我们之前选择了四种酿酒酵母菌株,因为它们能够以足够的产量生产水通道蛋白 Fps1,以便进一步研究。与表达质粒相比,spt3Δ、srb5Δ、gcn5Δ 和 yTHCBMS1(添加 0.5μg/mL 强力霉素)的酵母菌株的产量增加了 10-80 倍,该质粒除了主要的 FPS1 开放阅读框(ORF)之外,还包含 249 个碱基对的 5'非翻译区(UTR)。其中一种菌株提高了 G 蛋白偶联受体腺苷受体 2a(AR)和可溶性绿色荧光蛋白(GFP)的重组产量。高产量 Fps1 表型的具体分子机制仍未完全描述。
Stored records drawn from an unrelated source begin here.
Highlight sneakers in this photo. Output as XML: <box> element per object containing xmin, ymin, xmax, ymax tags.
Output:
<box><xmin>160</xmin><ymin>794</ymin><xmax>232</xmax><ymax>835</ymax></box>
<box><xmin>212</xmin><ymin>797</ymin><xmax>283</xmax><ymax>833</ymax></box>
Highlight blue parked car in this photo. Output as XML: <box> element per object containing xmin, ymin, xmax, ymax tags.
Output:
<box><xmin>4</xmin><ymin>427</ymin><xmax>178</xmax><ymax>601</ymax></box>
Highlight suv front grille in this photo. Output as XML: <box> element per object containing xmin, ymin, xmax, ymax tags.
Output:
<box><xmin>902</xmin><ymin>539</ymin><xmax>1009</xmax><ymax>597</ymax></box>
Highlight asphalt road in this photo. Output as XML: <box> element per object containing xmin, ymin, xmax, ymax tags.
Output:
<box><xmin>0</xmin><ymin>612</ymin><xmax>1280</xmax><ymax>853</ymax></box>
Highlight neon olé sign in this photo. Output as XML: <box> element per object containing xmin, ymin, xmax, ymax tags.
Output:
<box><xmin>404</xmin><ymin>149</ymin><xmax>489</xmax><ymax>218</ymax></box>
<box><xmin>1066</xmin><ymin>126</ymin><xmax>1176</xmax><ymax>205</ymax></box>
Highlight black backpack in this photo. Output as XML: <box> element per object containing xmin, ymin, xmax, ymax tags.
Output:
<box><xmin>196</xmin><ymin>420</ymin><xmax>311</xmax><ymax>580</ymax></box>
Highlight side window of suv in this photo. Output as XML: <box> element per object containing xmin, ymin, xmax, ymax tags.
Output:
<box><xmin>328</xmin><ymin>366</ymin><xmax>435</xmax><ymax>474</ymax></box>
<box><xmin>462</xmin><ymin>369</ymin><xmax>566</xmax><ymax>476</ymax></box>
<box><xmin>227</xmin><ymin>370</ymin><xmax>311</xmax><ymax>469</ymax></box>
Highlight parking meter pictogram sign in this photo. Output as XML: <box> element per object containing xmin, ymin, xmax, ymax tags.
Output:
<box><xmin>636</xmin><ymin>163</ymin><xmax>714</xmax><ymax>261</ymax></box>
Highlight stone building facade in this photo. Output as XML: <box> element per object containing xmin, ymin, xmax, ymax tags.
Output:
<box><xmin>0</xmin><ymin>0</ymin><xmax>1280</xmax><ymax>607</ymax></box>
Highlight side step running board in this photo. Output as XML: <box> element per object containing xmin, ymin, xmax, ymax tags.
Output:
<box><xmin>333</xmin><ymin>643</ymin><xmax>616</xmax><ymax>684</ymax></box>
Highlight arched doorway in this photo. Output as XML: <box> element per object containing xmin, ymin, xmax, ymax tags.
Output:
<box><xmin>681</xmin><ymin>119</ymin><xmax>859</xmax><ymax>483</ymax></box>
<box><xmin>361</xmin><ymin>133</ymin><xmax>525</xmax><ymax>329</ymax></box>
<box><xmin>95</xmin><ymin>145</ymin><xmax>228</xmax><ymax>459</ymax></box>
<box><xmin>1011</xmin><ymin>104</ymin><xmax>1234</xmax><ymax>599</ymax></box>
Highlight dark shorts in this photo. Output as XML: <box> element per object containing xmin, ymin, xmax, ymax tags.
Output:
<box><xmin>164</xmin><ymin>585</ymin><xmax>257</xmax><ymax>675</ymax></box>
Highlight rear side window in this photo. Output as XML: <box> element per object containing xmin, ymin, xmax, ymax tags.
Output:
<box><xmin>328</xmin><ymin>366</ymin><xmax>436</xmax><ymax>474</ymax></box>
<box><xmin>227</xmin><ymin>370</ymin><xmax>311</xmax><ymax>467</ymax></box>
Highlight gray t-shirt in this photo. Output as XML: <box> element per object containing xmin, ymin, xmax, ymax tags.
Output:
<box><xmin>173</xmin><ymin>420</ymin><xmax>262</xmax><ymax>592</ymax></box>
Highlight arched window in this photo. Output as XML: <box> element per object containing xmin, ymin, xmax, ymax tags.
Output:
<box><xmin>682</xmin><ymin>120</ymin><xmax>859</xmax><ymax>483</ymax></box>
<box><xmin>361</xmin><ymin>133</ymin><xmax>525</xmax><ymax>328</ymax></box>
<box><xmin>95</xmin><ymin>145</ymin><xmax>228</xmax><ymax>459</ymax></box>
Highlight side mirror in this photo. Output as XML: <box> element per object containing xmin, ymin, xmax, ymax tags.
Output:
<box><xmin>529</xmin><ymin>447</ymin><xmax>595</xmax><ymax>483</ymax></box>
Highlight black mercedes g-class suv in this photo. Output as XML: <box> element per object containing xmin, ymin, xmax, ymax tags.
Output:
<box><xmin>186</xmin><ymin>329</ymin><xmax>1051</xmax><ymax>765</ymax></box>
多核糖体谱分析实验用于分析 spt3Δ、srb5Δ、gcn5Δ 和 yTHCBMS1(添加 0.5μg/mL 强力霉素)的翻译状态;除了 gcn5Δ 之外,所有菌株都发现翻译起始明显受阻。另外四个具有已知起始阻断的菌株(rpl31aΔ、rpl22aΔ、ssf1Δ 和 nop1Δ)与野生型相比,也提高了重组 Fps1 的产量。与野生型相比,spt3Δ、srb5Δ、gcn5Δ 和 yTHCBMS1(添加 0.5μg/mL 强力霉素)中真核转录激活因子 GCN4 的表达增加;这四种菌株还表现出真核起始因子 eIF2α的组成性磷酸化。这两种反应都表明存在一种持续的应激表型。在表达构建体中对 FPS1 的 5'UTR 进行研究,发现了在主要 ORF 上游的两个未翻译的 ORF(uORF1 和 uORF2)。删除任一个 uORF1 或 uORF1 和 uORF2 都进一步提高了我们四种菌株的重组产量;uORF 缺失的最高产量是从野生型细胞获得的。使天然 uORF(uORF2)的终止密码子发生移码,从而使其延伸到 FPS1 ORF 中,并没有显著改变 spt3Δ 或野生型细胞中 Fps1 的产量,这表明高产菌株能够通过渗漏扫描绕过 FPS1 基因中的 5'uORF,这是一种已知的应激反应机制。在一个或多个酵母菌株中,重组 AR、GFP 和辣根过氧化物酶的产量可以得到提高,这表明应激表型在高产细胞工厂中也可能很重要。
在酵母中,Fps1 水平的翻译控制可能具有重要的功能意义;天然 uORF(uORF2)的存在可能是在正常条件下维持低水平 Fps1 所必需的,但作为应激反应的一部分,需要更高水平的 Fps1。持续受到应激的酵母菌株可能是用于重组蛋白生产的高产微生物细胞工厂的有用工具。